Initiiert worden ist letzteres von einem Niederösterreicher, der die Flut stoppen will. Seine Annahme ist, dass sie damit zusammenhängt, dass Initiatoren von Begehren eine Kostenrückerstattung von rund 17.000 Euro erhalten, sobald 100.000 Unterschriften erreicht sind. Wird das gestrichen, so die Annahme, gibt es weniger Begehren.

Das mag sein. Und die Regierung plant auch, gegen die Flut vorzugehen. Grundsätzlich ist es aber wohl wenig verwunderlich, dass es in zunehmend bewegten Zeiten mehr und mehr Volksbegehren gibt. Bemerkenswert erscheint vielmehr, dass es kaum noch wirklich erfolgreiche gibt. Nämlich in dem Sinne, dass sie, sagen wir, mehr als 500.000 Unterstützungserklärungen erreichen.

Bei den 39 Begehren bis 2017 war das bei gut jedem dritten, nämlich elf der Fall. Bei den 70 Begehren seit 2018 nur bei zwei („Don’t smoke“ und „Für uneingeschränkte Bargeldzahlung“). Mögliche Erklärungen: Es gibt weniger mediale, vor allem aber parteipolitische Aufmerksamkeit und damit einhergehende Unterstützung für Begehren.
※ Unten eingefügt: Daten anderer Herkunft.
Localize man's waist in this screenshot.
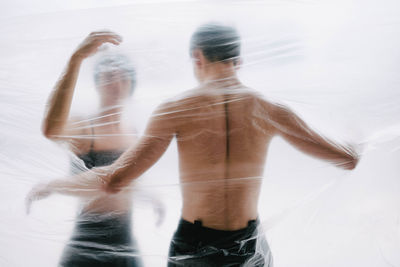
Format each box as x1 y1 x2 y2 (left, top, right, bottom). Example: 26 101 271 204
174 217 260 246
181 213 259 231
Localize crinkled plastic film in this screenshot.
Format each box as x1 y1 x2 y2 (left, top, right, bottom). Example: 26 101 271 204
1 0 400 266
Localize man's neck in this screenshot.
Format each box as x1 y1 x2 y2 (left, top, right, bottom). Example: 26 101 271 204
201 62 240 87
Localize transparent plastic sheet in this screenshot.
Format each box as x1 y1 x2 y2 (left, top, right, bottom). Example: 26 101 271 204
1 0 400 266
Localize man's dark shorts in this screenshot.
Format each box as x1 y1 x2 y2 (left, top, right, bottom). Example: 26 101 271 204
168 218 273 267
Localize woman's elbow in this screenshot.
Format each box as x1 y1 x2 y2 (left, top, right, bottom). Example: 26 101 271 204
42 128 53 139
42 123 57 140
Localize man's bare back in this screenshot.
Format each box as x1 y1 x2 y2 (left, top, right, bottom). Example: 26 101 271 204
172 80 273 230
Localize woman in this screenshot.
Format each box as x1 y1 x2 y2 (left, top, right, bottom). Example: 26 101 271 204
42 31 143 267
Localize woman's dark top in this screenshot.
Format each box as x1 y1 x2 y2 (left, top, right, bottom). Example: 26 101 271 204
60 127 142 267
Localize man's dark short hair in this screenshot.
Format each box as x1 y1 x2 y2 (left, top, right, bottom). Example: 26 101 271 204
190 23 241 64
93 53 136 94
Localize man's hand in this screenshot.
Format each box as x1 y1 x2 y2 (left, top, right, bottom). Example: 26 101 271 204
25 183 53 214
72 31 122 60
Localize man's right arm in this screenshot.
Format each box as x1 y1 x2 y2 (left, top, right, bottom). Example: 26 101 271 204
267 102 359 170
103 102 177 193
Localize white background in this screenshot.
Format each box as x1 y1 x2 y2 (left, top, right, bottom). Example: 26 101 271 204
1 0 400 266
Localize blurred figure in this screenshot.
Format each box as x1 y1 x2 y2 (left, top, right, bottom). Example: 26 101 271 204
41 31 143 267
28 24 360 266
103 23 359 266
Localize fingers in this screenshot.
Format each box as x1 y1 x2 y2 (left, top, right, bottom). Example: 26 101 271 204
156 208 165 227
25 188 39 215
153 201 166 227
103 37 121 46
89 31 123 45
25 183 52 214
25 194 32 215
74 30 123 59
90 30 121 37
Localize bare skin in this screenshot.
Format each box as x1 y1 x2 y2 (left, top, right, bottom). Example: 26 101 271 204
28 48 359 230
41 31 135 214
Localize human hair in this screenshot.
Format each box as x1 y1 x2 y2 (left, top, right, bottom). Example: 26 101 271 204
190 23 241 64
93 53 136 94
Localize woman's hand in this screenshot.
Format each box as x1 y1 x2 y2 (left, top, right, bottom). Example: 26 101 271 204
72 31 122 61
25 182 53 214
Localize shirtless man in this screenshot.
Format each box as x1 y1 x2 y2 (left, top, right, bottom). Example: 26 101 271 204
27 23 359 266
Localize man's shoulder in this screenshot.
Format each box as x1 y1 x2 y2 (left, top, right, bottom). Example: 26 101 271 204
236 87 262 99
160 86 280 112
235 89 288 116
162 87 212 109
229 87 275 106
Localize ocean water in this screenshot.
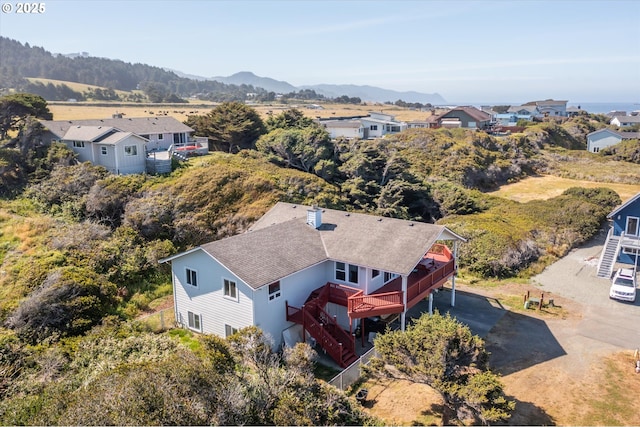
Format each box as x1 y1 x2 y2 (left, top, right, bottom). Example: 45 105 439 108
566 102 640 114
443 101 640 115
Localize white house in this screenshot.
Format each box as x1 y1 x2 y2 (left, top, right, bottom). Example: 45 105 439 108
320 119 365 139
586 128 640 153
161 202 465 367
360 112 407 138
611 115 640 128
61 125 147 174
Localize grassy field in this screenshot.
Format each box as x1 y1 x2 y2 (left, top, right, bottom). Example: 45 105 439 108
488 175 640 203
47 100 435 122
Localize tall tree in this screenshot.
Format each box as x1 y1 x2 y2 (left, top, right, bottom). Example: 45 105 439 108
368 312 515 425
0 93 52 140
185 102 266 153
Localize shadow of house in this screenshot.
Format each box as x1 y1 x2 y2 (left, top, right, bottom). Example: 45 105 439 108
483 311 566 376
418 288 566 376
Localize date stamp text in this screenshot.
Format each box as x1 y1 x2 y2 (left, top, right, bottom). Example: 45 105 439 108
2 3 46 14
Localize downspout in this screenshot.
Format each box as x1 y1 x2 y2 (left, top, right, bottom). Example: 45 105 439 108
401 275 408 331
451 241 459 307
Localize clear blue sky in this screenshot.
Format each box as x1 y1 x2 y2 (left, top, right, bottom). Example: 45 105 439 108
1 0 639 103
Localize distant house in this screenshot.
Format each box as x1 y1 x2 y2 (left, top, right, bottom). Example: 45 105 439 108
586 128 640 153
426 106 492 129
610 115 640 128
318 112 406 139
40 115 207 174
530 99 568 117
59 125 148 174
320 119 365 139
360 112 407 138
40 115 197 152
160 202 465 367
597 193 640 278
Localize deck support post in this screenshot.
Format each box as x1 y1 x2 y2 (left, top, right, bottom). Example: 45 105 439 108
451 241 459 307
401 275 408 331
428 292 433 315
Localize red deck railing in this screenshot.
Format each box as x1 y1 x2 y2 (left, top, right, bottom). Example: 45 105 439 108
286 295 356 368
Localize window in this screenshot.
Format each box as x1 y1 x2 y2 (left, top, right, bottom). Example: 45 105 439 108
158 133 164 140
186 268 197 287
187 311 201 331
335 262 346 281
124 145 138 156
348 264 359 284
370 125 378 131
225 324 238 337
384 272 396 282
623 247 639 255
72 141 85 148
372 269 380 278
100 146 107 155
626 217 639 236
268 281 281 301
224 279 237 300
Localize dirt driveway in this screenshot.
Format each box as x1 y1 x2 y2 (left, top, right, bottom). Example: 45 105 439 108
366 230 640 425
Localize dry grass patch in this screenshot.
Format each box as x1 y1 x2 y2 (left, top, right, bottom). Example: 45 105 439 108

Dafür kann es viele Gründe geben und es ist nicht nur schlecht, dass etwa Parteien vielleicht zögerlicher geworden sind, mit Volksbegehren ein Instrument der direkten Demokratie zu kapern; sie, die ohnehin schon die repräsentative Demokratie „haben“.
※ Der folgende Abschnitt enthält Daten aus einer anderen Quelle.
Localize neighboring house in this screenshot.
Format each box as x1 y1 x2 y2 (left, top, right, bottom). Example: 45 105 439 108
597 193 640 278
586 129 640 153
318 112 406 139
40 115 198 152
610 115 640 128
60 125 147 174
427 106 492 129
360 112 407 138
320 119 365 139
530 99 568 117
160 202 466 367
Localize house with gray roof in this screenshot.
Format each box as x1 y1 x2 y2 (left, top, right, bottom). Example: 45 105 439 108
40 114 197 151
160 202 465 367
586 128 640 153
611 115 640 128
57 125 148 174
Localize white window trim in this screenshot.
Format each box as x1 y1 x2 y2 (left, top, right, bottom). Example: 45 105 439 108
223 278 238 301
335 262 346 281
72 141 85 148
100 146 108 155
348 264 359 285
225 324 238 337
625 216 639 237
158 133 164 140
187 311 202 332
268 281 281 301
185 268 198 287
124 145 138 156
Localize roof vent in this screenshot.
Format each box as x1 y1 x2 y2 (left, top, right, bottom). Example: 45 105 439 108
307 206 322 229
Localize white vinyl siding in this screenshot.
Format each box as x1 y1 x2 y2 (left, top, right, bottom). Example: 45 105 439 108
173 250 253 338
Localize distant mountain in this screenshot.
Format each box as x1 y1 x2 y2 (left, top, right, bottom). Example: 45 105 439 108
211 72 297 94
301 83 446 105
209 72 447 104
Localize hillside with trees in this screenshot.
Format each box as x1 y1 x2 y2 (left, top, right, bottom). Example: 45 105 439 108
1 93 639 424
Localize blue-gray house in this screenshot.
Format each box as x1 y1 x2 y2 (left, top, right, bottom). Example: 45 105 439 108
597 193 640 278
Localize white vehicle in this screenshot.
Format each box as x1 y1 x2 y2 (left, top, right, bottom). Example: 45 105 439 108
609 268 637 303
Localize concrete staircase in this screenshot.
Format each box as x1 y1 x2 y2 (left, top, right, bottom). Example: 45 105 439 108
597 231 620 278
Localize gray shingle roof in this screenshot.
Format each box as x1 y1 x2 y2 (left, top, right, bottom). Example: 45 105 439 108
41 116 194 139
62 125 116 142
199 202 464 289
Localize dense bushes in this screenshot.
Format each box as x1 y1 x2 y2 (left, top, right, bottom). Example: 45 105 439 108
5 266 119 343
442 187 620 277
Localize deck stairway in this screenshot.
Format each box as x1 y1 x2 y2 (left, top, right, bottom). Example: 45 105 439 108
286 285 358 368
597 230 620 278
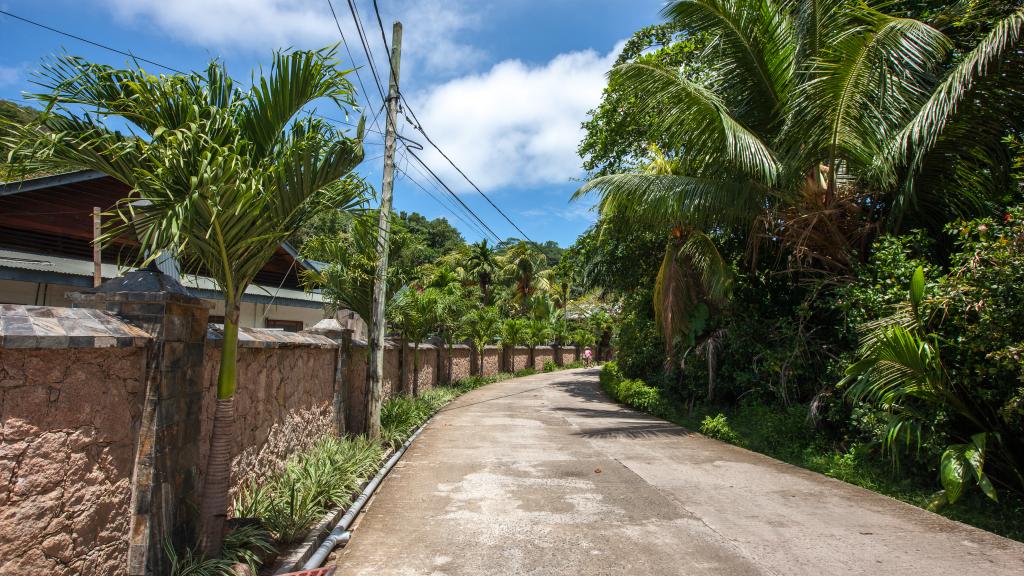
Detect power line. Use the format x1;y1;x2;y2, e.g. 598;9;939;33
324;0;387;136
370;0;533;244
396;148;493;242
405;148;503;243
327;0;505;245
0;9;186;74
344;0;388;105
395;166;490;242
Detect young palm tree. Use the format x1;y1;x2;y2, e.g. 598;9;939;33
3;49;366;555
389;287;441;396
433;284;470;384
466;239;498;305
525;319;553;369
458;306;501;375
301;210;407;324
499;318;529;372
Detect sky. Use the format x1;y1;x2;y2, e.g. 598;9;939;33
0;0;666;247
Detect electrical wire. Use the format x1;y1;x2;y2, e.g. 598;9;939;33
370;0;533;243
404;148;503;243
0;9;187;74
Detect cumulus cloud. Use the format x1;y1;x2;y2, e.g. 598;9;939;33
408;42;623;192
98;0;483;76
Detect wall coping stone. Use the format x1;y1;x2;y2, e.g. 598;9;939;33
206;324;337;349
0;304;152;348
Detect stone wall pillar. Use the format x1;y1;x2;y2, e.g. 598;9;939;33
301;320;353;436
71;267;209;576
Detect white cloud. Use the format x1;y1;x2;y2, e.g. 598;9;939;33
0;66;20;87
408;42;623;192
98;0;483;77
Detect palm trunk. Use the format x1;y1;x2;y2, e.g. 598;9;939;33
412;342;420;396
446;342;454;385
200;304;239;556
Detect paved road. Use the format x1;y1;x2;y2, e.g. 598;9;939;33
333;368;1024;575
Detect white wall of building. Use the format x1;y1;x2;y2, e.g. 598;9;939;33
0;279;330;331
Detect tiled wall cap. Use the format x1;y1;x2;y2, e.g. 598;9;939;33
0;304;152;348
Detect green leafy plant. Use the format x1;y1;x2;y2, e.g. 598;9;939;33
543;360;558;372
842;267;1006;504
699;413;740;444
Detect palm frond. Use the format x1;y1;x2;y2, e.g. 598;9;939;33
664;0;796;129
609;62;781;183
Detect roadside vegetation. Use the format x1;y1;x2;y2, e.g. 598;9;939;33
169;365;584;575
576;0;1024;541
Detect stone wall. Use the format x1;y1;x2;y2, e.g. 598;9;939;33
199;333;336;492
533;346;555;371
0;306;150;576
3;300;587;574
480;345;501;376
441;345;472;384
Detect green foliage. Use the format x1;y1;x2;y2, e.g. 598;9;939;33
599;362;664;412
301;210;409;324
543;360;558;373
513;367;537;377
232;436;383;543
699;414;740;444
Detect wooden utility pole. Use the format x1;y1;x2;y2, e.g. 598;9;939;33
92;207;102;287
367;21;402;439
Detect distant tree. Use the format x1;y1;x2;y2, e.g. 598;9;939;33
458;306;500;375
466;239;498;305
499;318;529;372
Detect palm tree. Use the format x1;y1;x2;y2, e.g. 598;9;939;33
3;49;366;554
576;0;1024;361
841;267;1021;502
525;319;552;369
389;287;440;396
458;307;500;375
301;210;406;324
501;242;551;315
499;318;529;372
466;239;498;305
433;285;470;385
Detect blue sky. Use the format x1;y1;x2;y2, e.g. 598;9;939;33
0;0;665;246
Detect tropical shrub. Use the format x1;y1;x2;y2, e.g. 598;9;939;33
543;360;558;372
699;413;740;444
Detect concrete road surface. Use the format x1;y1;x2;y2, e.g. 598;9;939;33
332;368;1024;575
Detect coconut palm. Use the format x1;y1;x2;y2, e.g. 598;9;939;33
458;306;501;375
499;318;529;372
576;0;1024;360
3;48;366;554
501;242;551;315
466;239;498;305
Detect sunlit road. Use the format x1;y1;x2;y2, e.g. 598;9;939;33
333;368;1024;575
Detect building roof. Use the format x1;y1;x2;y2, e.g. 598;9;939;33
0;170;324;309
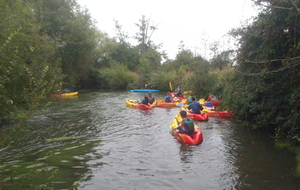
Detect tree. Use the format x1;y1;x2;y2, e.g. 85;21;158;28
0;0;63;145
114;19;129;44
134;15;160;53
210;50;234;70
225;0;300;141
33;0;98;88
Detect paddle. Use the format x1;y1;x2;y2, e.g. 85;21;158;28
201;109;208;113
169;82;173;91
169;113;182;128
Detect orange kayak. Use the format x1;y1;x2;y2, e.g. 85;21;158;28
155;101;177;107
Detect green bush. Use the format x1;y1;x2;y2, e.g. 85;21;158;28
99;63;138;90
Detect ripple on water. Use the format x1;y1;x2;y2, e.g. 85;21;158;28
1;91;300;190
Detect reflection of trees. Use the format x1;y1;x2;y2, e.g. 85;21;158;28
0;139;102;190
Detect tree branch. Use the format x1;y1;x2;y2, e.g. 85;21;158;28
289;0;300;14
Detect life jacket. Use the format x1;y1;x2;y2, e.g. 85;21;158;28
187;96;193;105
181;118;194;134
148;97;153;104
212;96;217;101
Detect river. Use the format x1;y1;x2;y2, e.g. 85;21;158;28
0;91;299;190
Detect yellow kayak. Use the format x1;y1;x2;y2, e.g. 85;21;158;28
169;113;183;129
125;99;153;109
61;92;78;97
50;92;78;97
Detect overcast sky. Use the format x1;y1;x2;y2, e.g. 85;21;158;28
77;0;258;60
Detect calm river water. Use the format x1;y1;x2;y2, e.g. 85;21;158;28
0;91;299;190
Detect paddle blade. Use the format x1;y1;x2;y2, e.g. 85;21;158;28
169;82;172;91
169;114;182;128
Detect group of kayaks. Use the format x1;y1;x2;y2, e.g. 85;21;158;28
125;99;180;109
126;96;233;119
126;92;233;146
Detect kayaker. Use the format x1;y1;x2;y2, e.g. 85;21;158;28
188;96;203;114
148;92;156;104
174;110;194;137
207;93;217;102
165;92;172;102
175;86;183;97
141;96;149;105
212;95;218;102
59;88;71;94
187;94;194;106
144;83;152;89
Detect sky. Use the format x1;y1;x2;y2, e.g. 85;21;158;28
76;0;258;60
Interessant ist jedoch das Ergebnis einer Auswertung, die eine Fachabteilung des Parlaments vor einigen Monaten durchgeführt hat: Die Begehren, die bis 2017 in den Nationalrat gelangten, wurden demnach „in der Regel mehrmals in einem Ausschuss beraten“. Bei den Begehren seither war das hingegen in der Regel nur einmal der Fall. Pflichtübung. Sprich: Sie wurden allenfalls zur Kenntnis genommen und schubladisiert. Erreicht oder bewegt haben sie nichts: Das ist wohl das größere Problem als die Flut, die die Regierung nun bekämpfen möchte.